En la Serra d'Irta, por ejemplo, se ha aumentado el número de registros con 10.530 datos nuevos tras acoger la XIV Semana de la Biodiversidad el pasado mes de mayo. El Montgó, Serra Gelada y Font Roja son otros puntos que suman más de 3.000 citas nuevas desde junio de 2017. Los invertebrados componen la inmensa mayoría del censo valenciano, seguidos por las plantas. En general, según Jiménez, hay más especies que aparecen que las que desaparecen. Con una fácil explicación, pues o bien no se conocían, o son nuevas (invasoras) o los planes de recuperación desarrollados por la administración han funcionado. Como es el caso de la flor de Cartagena, una especie endémica de la que solo quedaba un ejemplar en una finca particular de la Pobla de Vallbona. Después de los trabajos del Servicio de Vida Silvestre para su recuperación, en la actualidad puede considerarse «resucitada», con más de mil ejemplares reproducidos. Otro caso de reintroducción reciente es el de la mariposa Apolo, prácticamente desaparecida en la cima del Penyagolosa.

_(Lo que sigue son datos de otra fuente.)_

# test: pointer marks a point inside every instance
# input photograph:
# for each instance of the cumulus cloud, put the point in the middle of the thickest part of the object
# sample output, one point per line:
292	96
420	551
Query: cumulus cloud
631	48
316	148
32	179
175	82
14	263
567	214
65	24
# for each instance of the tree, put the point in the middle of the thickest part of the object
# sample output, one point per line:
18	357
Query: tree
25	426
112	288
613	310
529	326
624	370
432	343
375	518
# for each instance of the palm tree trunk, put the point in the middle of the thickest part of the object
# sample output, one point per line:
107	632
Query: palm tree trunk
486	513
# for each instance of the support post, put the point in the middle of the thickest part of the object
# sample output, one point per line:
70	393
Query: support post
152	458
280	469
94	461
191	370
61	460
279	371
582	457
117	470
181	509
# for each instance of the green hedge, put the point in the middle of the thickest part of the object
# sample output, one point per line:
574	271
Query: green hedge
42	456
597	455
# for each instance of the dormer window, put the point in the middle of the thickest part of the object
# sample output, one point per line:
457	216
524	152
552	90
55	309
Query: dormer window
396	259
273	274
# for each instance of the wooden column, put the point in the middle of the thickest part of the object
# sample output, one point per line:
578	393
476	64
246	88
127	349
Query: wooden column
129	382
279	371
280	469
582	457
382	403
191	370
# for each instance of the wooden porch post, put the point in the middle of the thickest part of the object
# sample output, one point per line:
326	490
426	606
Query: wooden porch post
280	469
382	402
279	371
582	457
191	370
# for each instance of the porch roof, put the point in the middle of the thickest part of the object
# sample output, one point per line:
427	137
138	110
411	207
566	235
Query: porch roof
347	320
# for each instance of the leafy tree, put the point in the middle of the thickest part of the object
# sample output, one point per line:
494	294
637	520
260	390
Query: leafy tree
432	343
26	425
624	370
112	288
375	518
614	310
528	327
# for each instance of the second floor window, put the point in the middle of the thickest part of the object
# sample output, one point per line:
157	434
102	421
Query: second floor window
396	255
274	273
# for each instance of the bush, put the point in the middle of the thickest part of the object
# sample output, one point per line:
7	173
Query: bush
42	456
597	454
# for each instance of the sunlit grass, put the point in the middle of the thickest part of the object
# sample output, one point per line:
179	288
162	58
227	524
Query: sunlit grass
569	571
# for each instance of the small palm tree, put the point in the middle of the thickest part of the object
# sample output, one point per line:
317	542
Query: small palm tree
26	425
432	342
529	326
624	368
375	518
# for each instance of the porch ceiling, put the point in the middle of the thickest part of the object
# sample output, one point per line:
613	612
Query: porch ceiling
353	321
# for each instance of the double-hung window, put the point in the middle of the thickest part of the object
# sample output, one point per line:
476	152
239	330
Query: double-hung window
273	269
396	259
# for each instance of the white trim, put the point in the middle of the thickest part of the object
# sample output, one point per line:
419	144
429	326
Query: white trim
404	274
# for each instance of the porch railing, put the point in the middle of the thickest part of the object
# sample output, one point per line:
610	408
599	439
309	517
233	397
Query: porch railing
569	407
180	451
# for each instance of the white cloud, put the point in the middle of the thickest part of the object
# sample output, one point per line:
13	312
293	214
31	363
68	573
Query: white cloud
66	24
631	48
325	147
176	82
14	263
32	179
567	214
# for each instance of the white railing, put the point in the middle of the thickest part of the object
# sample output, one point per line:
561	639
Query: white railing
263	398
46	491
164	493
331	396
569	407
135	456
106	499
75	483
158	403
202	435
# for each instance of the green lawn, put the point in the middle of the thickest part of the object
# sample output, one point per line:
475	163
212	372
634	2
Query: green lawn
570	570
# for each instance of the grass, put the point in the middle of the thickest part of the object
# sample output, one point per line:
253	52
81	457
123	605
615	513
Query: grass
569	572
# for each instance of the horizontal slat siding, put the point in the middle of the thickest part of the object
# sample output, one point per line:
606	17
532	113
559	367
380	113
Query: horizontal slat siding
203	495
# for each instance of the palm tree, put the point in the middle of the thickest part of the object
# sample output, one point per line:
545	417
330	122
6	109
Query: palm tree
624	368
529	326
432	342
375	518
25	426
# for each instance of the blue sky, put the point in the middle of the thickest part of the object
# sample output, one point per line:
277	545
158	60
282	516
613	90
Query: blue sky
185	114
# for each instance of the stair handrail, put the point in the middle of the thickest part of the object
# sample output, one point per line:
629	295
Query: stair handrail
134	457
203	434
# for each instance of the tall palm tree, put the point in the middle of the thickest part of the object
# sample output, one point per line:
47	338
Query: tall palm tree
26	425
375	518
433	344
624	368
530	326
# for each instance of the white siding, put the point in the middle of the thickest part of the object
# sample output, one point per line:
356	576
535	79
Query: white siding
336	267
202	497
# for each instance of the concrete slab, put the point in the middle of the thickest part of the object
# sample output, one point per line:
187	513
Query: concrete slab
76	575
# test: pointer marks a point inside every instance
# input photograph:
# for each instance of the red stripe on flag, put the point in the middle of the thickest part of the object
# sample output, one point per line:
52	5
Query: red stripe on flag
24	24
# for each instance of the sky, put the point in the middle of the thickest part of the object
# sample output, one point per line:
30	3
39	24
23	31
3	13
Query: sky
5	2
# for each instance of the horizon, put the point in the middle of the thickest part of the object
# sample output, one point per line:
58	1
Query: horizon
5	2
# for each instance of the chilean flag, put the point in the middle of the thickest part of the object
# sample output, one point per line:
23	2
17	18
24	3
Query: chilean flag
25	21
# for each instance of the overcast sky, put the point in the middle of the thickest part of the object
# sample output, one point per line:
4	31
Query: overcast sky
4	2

Aunque es pronto para determinar el éxito de la actuación con larvas de otros espacio naturales, las primeras estimaciones son positivas por parte de los técnicos de la conselleria.

Restricciones en Columbretes

Según el informe al que ha tenido acceso Levante-EMV, en términos comparativos (registros por kilómetro cuadrado), el parque mejor conocido continúa siendo el de la Font Roja, seguido por otros también pequeños como el Penyal d'Ifac, Serra Gelada, Penyagolosa y Montgó. La cantidad de datos disponibles para cada parque es distinta. Por un lado hay más datos de los grandes que de los pequeños, tanto por tener mayor superficie como mayor número de ecosistemas. Por otra parte, de algunos se tiene mucha más información que de otros, bien por tener un mejor sistema de recopilación y comunicación de los datos, bien por haber acogido Semanas de la Biodiversidad.

«La administración ha llevado a cabo una buena política de conservación en sus parques naturales, intentando minimizar el impacto ambiental de las actividades humanas, impidiendo sobre todo cambios importantes en el territorio», explica. «Si no se hubieran limitado las visitas a Columbretes hubiera sido un desastre», explica como ejemplo de intervención. Cosa bien distinta son los fenómenos naturales como los períodos de sequía, los incendios, o el aumento de las temperaturas en la costa ahora con el cambio climático.